Each in these illustrative methods 100,200 will be quoted in Fig. 4 whole discussion, Fig. 4 is exemplified with Fig. 3 institutes
The cleaning 12 of the LEP printing equipments 10 shown and the example of recovery unit 14.In each in these methods 100,200,
Will be cleaned into be coated to the non-crystalline silicon photoconductor 24 of LEP printing equipments 10 as oil when, perform the cleaning part of printing interval.
Cleaning part is performed after using each printing of the printing interval of LEP printing equipments 10 or printing, therefore will first
Illustrate LEP printing equipments 10 and printing or printing with reference to figure 3.
Referring now to Figure 3, depict the example of LEP printing equipments 10.LEP printing equipments 10 include image formation unit
16, image formation unit 16 receives substrate 18 from input block 20, and substrate 18 is output into output unit after printing
22.Substrate 18 can be selected from any ventilative or non-breathable substrate.Some examples of non-breathable substrate include elastomeric material (for example,
Dimethyl silicone polymer (PDMS)), the semi-conducting material glass of coating (for example, tin indium oxide (ITO)) or flexible material (example
Such as, polycarbonate membrane, polyethylene film, polyimide film, polyester film and polyacrylate film).The example of ventilative substrate includes applying
Cover paper or non-coated paper.
The image formation unit 16 of LEP printing equipments 10 includes non-crystalline silicon photoconductor 24.Non-crystalline silicon photoconductor 24 has
There is a relatively high surface resistivity, but can be by charging system 26 (for example, charging roller, corona (scorotron) or in addition
Suitable charging mechanism) it is and negatively charged.In printing or during the print cycle, non-crystalline silicon photoconductor 24 is first by Charging
System 18 and it is negatively charged.When charging, non-crystalline silicon photoconductor 24 is very negative.
After non-crystalline silicon photoconductor 24 is electrically charged, it is rotated with the direction of Myocardial revascularization bylaser unit 28.Laser-light write
Enter unit 28 can optionally discharge non-crystalline silicon photoconductor 24 surface correspond to the image to be formed feature part.

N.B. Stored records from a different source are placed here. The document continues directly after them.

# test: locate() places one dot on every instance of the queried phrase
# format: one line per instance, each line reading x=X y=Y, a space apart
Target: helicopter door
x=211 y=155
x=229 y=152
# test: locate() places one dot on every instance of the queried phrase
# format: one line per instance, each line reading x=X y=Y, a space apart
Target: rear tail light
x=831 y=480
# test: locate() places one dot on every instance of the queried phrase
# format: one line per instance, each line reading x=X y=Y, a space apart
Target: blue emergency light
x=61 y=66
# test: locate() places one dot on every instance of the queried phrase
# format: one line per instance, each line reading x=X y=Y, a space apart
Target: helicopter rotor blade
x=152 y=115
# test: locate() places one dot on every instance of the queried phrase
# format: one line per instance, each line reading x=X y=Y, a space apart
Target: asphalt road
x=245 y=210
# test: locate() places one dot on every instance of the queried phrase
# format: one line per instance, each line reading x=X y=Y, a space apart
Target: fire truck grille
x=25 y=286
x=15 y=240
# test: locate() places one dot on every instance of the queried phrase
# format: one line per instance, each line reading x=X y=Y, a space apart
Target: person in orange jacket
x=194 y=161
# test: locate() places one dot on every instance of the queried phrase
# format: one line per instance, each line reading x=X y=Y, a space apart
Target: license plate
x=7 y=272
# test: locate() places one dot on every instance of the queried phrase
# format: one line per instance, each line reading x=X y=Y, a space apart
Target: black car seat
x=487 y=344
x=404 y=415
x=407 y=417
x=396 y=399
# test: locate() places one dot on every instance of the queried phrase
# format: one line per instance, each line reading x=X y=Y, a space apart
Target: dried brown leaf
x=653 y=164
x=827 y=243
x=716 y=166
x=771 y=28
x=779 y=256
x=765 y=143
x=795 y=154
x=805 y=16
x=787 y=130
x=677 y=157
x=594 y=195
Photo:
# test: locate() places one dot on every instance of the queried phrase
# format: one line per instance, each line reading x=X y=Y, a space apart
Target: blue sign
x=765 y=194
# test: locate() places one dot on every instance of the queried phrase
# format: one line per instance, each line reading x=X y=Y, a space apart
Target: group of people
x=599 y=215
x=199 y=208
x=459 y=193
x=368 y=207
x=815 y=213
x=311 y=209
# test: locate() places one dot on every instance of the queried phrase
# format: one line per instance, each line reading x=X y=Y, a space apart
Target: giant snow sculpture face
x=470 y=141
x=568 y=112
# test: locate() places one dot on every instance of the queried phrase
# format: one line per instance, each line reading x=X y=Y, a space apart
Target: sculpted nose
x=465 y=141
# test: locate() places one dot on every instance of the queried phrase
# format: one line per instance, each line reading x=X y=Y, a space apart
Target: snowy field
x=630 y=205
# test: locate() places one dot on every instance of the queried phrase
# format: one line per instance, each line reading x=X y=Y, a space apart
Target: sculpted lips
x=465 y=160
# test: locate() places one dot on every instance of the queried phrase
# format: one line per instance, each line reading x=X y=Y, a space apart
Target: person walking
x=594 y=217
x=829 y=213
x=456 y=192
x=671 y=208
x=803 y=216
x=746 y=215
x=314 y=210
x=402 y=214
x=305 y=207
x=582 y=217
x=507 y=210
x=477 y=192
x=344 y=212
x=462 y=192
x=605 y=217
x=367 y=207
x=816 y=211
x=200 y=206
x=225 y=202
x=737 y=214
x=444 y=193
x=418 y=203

Myocardial revascularization bylaser unit 28 be chosen to its transmitting can generate with it is existing on the surface of non-crystalline silicon photoconductor 24
The electric charge of opposite charge.Due to producing this opposite electric charge, Myocardial revascularization bylaser unit 28 is exposed to Myocardial revascularization bylaser unit 28
The region of transmitting effectively neutralizes the electric charge being previously formed.Electrostatic is formd in this and on the surface of non-crystalline silicon photoconductor 24
Image and/or sub-image.It should be appreciated that the surface of non-crystalline silicon photoconductor 24 is not exposed to that of the transmitting of Myocardial revascularization bylaser unit 28
A little regions keep powered.In one example, the charging zone of non-crystalline silicon photoconductor 24 is about -950V, and non-crystalline silicon light
The electric discharge of electric conductor 24 neutralizes part about -50V.The high resistivity of non-crystalline silicon photoconductor 24 will be charged and discharged area
Domain/be partly maintained at their position, this also maintains electrostatic image and/or sub-image.
It is operably connected to the controller or processor (not shown) order Myocardial revascularization bylaser unit of Myocardial revascularization bylaser unit 28
28 form sub-image.Processor can run suitable computer-readable instruction or program for using Myocardial revascularization bylaser unit 28 with
And other parts of LEP printing equipments 10 come generate reproduce digital picture order and receive digital picture.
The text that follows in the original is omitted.